The duration of the placement in Plas Y Wern is no more than some eight weeks.

During that period Mr Walsh and his partner will be able to maintain contact by phone and video calls,no doubt in much the same way as they have maintained contact recently, at least since the lock-down conditions were imposed on all of us in late March this year.

- Swift, J, Queen's Bench Division, Administrative Court.

The Judge found that the removal would indeed have an effect on Walsh's rights. However, even without making reference to the manner of their relationship for the period of more than two and a half years where Walsh was in actual prison, the Judge found that separation, particularly for such a short period, would not perforce destroy the relationship which would, in real terms, not be affected by geography because that's how the relationship had functioned during the UK's lockdown created to try to contain the spread of coronavirus CoVid-19.

In fact, "I am told that the position remains that in principle there is no necessity for Mr Walsh to live at approved premises. If he were able to identify an ordinary accommodation address, that was acceptable to his probation officer and approved by that officer in accordance with condition 5 of the licence."

Walsh's core problem is that no local authority wants him in their area. His home town is Cardiff - authorities there say there is nowhere for him. He has remained temporarily in Peterborough under an interim Court Order but they don't want him. Part of the reason for that is that his girlfriend has a 16 year old daughter and the local authority thinks it is undesirable for Walsh to have contact with her. Indeed, his probation officer takes a similar view and, apparently without formally documenting it, has decided that Walsh should not live within an hour and a half's drive of his girlfriend's daughter. Because of the daughter's age, no reporting may be made which might tend to identify her and, therefore, her location is not known. But what we do know is that Plas Y Wern is less than 160 miles and about two and a half hours' drive from Peterborough, mostly on motorways. It's not a village - it's the name of the specific probation service home and although it is Wales, it is very close to the English border.

Moreover, by remaining at the Peterborough premises, Walsh is doing what is, in the National Health Service called "bed blocking." That's where someone is well enough to move from e.g. an ICU or acute bed into general admissions or, even, discharged for home care but, for some reason or other doesn't go. The result is that those who need that bed can't get it. In this case, Walsh's continued presence in the Peterborough home is preventing the release of another prisoner.

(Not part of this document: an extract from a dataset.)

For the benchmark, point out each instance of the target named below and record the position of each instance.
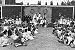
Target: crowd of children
(16, 32)
(64, 30)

The implication of the Judgment is that the solution is in Walsh's own hands - all he has to do is find suitable accommodation in the private sector. That will be subject to the approval of both the probation service and the local authority in the district of which he chooses to live. That's where the real problem lies - the state doesn't want him continuously in short term post-release accommodation but he can only move to somewhere that other authorities approve. He wants to live in some kind of supervised accommodation falling outside the post-release homes. But no one wants him. He's trapped between two inconsistent systems.

This is not surprising: his original sentence was open ended with a certain minimum. That's why he's released on licence - technically, he is still serving his sentence. The trial judge appears to have taken the view that he might become remorseful and intends not to re-offend but he would never be fully rehabilitated.

as I have said, the requirement that Mr Walsh move to the premises in North Wales is only a requirement that subsists until 29 June 2020 and, as [the state] has made clear, if in the meantime were Mr Walsh to identify some other address, be it in Wales or in England that he wished to move to, he would be free to do so. At that stage, his supervising officer would consider, in accordance with condition 5, whether or not to give his approval for Mr Walsh to live at that new address. That being so, any interference with Mr Walsh’s Article 8 rights is at a low level.